New fuel, emission standards for shipping from January

Updated December 29, 2019

Email

Maritime transport is critical to the global economy as over 90pc of the world’s trade is carried by sea.
Maritime transport is critical to the global economy as over 90pc of the world’s trade is carried by sea.

ON Jan 1, 2020, the International Maritime Organisation (IMO) is set to impose new emission regulations designed to curb pollution produced by the world’s ships.

The new IMO rule is poised to ban shipping vessels using fuel with a sulphur content higher than 0.5 per cent. At present, the upper limit on sulphur oxides is 3.5pc, unless the ships are equipped with exhaust-cleaning systems known as scrubbers, down from 3.5pc.

The change is drastic. This meant ships would require a fuel product to meet the more stringent rules. It also means; ships found in violation of the new law risk being impounded as ports are expected to police visiting vessels.

When the rule was announced, most in the industry felt, it could be disruptive to the global economy, and specially to the shipping industry. After all, maritime transport is critical to the global economy. As per the United Nations, more than 90pc of the world’s trade is carried by sea.

By far, it is also the most cost-effective way to move goods and raw materials, across the globe.

The most dire consequences of the change in rules were predicted by Phillip K. Verleger, in his July 1, 2018 article ‘$200 Crude, the Economic Crisis of 2020, and Policies to Prevent Catastrophe,’ under­­lining the global economy was faced with an economic crash of horrible proportions in 2020, for want of low-sulphur diesel fuel.

In order to examine the implications of the new rules, the US Senate held an Oversight Hearing on Dec 10. “There is still some disagreement over what those exact impacts will be,” said Sen. Lisa Murkowski, the chairman of the US Senate Committee on Energy and Natural Resources.

“But I’m glad to see a consensus — or at least something resembling a consensus - among many analysts that the impacts of IMO 2020 will be less than what was projected just a year ago.

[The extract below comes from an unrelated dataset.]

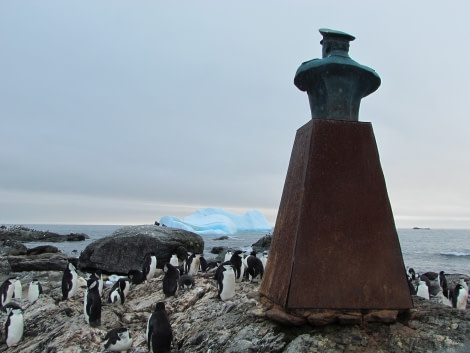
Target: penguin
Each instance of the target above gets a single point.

Derrick Morgan, senior vice president at American Fuel and Petrochemical Manufacturers testified, that “it is becoming increasingly clear that refining and shipping industries are prepared for IMO 2020. Major bunker fuel refiners and suppliers have been testing fuels for much of the year, and very-low-sulfur fuel oil (VLSFO) is already being supplied at major ports around the world.”

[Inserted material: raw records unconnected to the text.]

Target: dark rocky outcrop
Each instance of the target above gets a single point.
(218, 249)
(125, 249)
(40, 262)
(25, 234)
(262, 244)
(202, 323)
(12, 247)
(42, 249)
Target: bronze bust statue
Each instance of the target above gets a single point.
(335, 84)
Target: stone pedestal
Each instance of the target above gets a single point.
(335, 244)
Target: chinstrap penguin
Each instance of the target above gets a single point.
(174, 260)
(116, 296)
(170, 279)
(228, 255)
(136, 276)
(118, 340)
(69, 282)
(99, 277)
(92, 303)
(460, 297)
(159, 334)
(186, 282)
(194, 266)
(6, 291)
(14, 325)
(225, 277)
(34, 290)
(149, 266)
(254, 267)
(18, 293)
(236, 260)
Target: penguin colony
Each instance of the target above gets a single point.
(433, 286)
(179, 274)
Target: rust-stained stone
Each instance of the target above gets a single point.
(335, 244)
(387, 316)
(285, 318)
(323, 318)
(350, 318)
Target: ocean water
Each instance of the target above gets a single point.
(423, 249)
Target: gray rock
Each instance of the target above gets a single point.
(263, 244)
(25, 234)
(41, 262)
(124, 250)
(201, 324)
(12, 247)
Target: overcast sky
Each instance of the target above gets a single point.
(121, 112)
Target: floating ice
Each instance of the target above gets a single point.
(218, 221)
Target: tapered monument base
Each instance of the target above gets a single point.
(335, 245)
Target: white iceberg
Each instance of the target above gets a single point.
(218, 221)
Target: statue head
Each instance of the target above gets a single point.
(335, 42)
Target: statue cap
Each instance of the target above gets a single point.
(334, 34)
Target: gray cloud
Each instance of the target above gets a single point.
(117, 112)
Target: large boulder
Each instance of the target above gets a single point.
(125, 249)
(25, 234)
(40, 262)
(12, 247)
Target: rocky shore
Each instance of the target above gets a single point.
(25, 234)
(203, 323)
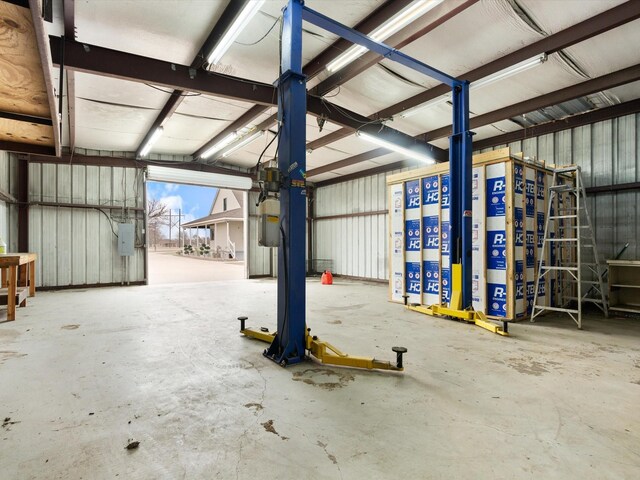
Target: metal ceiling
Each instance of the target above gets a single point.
(117, 106)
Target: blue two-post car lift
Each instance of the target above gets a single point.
(292, 340)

He also said the Inter­national Energy Agency has reported that “ports, shipowners and refiners have stepped up preparations, and major bunkering hubs such as Fujairah, Rotter­dam, and Singapore are said to have large volumes of compliant fuel available.”

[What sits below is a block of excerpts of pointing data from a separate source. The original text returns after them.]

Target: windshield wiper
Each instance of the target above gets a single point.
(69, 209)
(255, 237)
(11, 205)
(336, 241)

Linda Capuano, the head of the US Energy Information Agency testified, “We anticipate that the IMO 2020 regulations will put upward pressure of about $2 per barrel on light, sweet crude oil prices in 2020, which will moderate in the following years.”

The markets are calm. There is no panic, as was anticipated about a year ago. Major oil companies and shipowners have spent billions of dollars preparing for the changes. Matthew Smith, director of commodity research at ClipperData, told CNBC that he believed there is going to be “very strong compliance” with the new rules — at a rate of around 90pc.

In order to meet targets, buyers appear preferring crude with higher yields of IMO-compliant fuel. Abu Dhabi’s highly sought after crude, ‘Murban’ appears falling out of favour, as the world’s top refiners seek out types of crude that produces more low-sulfur, high-viscosity marine fuels.

Demand is rising for grades such as Russia’s ESPO, trading this month at a premium of $8 to $8.40 a barrel over its benchmark price.

How the rules would be implemented is yet to be sorted out. The protocol is still to be established. One candid example is the UAE, with Fujairah port acting as a hub for regional shipping. Reports are now saying that though, the UAE has ratified the IMO 2020 rules, it may not rush to punish non-compliant ships when new rules will be effective from Jan 1.

Some others also need to play catch up. Almost 100 haven’t signed up the IMO agreement yet. These in­­clude Argentina, Colom­bia, Ecuador, Israel, Iraq, Mexi­­co, Pakistan, and Egypt.

The Suez Canal, a trade artery between Europe and Asia passes through Egypt. How these countries would police the non-compliant vessels using their waters are still to be ascertained.

However, as per IMO, those countries that have ratified the bill, represent 97pc of the global fleet. This means, the laggards, including Pakistan, will need to join the club, sooner rather than later.